Secondo i numeri raccolti nel dossier di Legambiente “’I fanghi di depurazione: la storia continua - A che punto è la depurazione in Calabria?’, presentato lo scorso 6 luglio, la regione ha una potenzialità nominale complessiva di depurazione pari a 2.786.725 abitanti equivalenti su un totale (dati Istat) di 3,7 milioni, cioè il 75 % del totale. Un dato che però si abbassa notevolmente se si analizza la reale capacità di trattare adeguatamente gli scarichi, secondo gli standard previsti dalle normative europee. Stando ai numeri dell’Istat (Censimento delle acque di giugno 2014 con dati al 2012) ad essere trattati in maniera adeguata è il 51,5% del totale del carico generato. Il controllo delle quantità di fanghi prodotti e il loro smaltimento legale è la condizione indispensabile per l’eliminazione di uno dei problemi più rilevanti che ritroviamo nei nostri mari. Ma la mancanza di informazioni sulla quantità di fanghi prodotta crea di conseguenza anche una mancata trasparenza sulla loro gestione, sugli impianti di destinazione finale, dando adito a fenomeni di trattamento e smaltimento illegali che inquina il nostro ambiente sia esso il terreno o il mare circostante. Da un anno vi è un nuovo strumento normativo che potrebbe velocizzare l’iter di realizzazione o di efficientamento degli impianti di depurazione. La nuova legge sugli ecoreati, prevede per i reati più gravi di inquinamento e disastro ambientale fino a 15 anni di reclusione”.
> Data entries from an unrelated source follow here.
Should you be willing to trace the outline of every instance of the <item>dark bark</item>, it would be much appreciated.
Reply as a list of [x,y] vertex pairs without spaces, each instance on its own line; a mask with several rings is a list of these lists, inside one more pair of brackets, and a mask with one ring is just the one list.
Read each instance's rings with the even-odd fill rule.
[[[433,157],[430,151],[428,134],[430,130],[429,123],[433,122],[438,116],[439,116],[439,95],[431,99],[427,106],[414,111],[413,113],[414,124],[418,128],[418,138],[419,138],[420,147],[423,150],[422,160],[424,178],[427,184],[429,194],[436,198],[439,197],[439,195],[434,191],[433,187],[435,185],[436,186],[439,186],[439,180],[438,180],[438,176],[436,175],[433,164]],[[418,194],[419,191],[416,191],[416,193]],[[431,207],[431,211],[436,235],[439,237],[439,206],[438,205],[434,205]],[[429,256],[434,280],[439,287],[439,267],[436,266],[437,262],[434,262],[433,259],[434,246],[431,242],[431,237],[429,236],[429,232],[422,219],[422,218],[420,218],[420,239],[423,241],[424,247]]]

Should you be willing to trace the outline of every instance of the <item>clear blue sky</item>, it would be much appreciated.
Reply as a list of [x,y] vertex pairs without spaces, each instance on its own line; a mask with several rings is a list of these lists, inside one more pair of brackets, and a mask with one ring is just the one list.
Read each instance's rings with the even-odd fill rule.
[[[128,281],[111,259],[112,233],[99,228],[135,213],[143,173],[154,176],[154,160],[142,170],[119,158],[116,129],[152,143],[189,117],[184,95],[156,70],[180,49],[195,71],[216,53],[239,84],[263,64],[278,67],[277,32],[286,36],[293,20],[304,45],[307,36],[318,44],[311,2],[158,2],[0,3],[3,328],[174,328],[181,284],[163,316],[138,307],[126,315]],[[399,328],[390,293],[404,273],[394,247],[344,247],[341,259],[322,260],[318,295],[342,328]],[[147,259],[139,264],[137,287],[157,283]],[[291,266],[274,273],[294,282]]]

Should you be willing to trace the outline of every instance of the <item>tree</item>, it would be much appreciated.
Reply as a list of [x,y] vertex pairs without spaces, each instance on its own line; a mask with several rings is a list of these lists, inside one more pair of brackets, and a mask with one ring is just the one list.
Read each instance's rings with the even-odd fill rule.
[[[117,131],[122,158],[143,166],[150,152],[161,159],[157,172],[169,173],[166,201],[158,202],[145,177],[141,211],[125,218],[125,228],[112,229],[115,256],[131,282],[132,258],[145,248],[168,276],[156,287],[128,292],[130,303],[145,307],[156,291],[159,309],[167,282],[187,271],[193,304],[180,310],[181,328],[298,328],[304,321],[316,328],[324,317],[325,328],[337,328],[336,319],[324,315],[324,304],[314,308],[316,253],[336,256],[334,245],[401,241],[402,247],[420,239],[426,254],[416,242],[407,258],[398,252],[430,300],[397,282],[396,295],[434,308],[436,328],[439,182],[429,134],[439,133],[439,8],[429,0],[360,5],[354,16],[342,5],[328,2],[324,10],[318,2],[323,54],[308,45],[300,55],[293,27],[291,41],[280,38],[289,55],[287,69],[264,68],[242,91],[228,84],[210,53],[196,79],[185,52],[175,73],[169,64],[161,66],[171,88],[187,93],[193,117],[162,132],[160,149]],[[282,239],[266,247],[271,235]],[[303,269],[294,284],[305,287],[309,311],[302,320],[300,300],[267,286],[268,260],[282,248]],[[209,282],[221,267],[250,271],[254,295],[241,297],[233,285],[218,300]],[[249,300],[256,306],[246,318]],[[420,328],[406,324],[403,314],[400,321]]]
“Per i soli reati ambientali contravvenzionali - specificano ancora nella nota - che non hanno comportato danno o pericolo di danno, inquinamenti e disastri alle risorse ambientali, urbanistiche o paesaggistiche protette, il nuovo art. 318 bis del codice ambientale inserito dalla legge 68 sugli ecoreati prevede, invece, un procedimento amministrativo di estinzione della pena attraverso l’emanazione, da parte delle autorità di controllo e repressione, di prescrizioni da impartire ai responsabili. Lo scopo è sanare entro termini fissati gli illeciti (mettendosi in regola con la legislazione ambientale) e con il pagamento di una sanzione pecuniaria (stabilita in una somma pari a un quarto del massimo dell’ammenda stabilita per la stessa contravvenzione commessa) per evitare il procedimento penale ed estinguere così il reato”.

“Nella maggior parte dei casi - concludono da Legambiente Calabria - le aziende alle quali sono state comminate le prescrizioni, adempiono, entro i termini, a quanto loro prescritto: ne beneficia l’ambiente, con la messa in regola della condotta incriminata (evitando per il futuro l’eventuale pregiudizio) e ne beneficia anche il sistema di amministrazione della giustizia, avendo evitato i tempi lunghi di procedimenti penali che, spesso, nonostante il dispendio di risorse sono costretti a cedere il passo alle ravvicinate prescrizioni.  Non mancano però i casi in cui le prescrizioni non vengono rispettate (oppure vengono rispettate oltre fuori tempo massimo), sintomo evidente di azioni criminali deliberate e ponderate, che quindi giustificano l’intervento tempestivo e deciso dell’Autorità giudiziaria per dare seguito al procedimento penale. Dopo aver dato all’azienda una chance di mettersi in regola, la scelta della perseveranza ecocriminale apre le porte al giudizio penale”.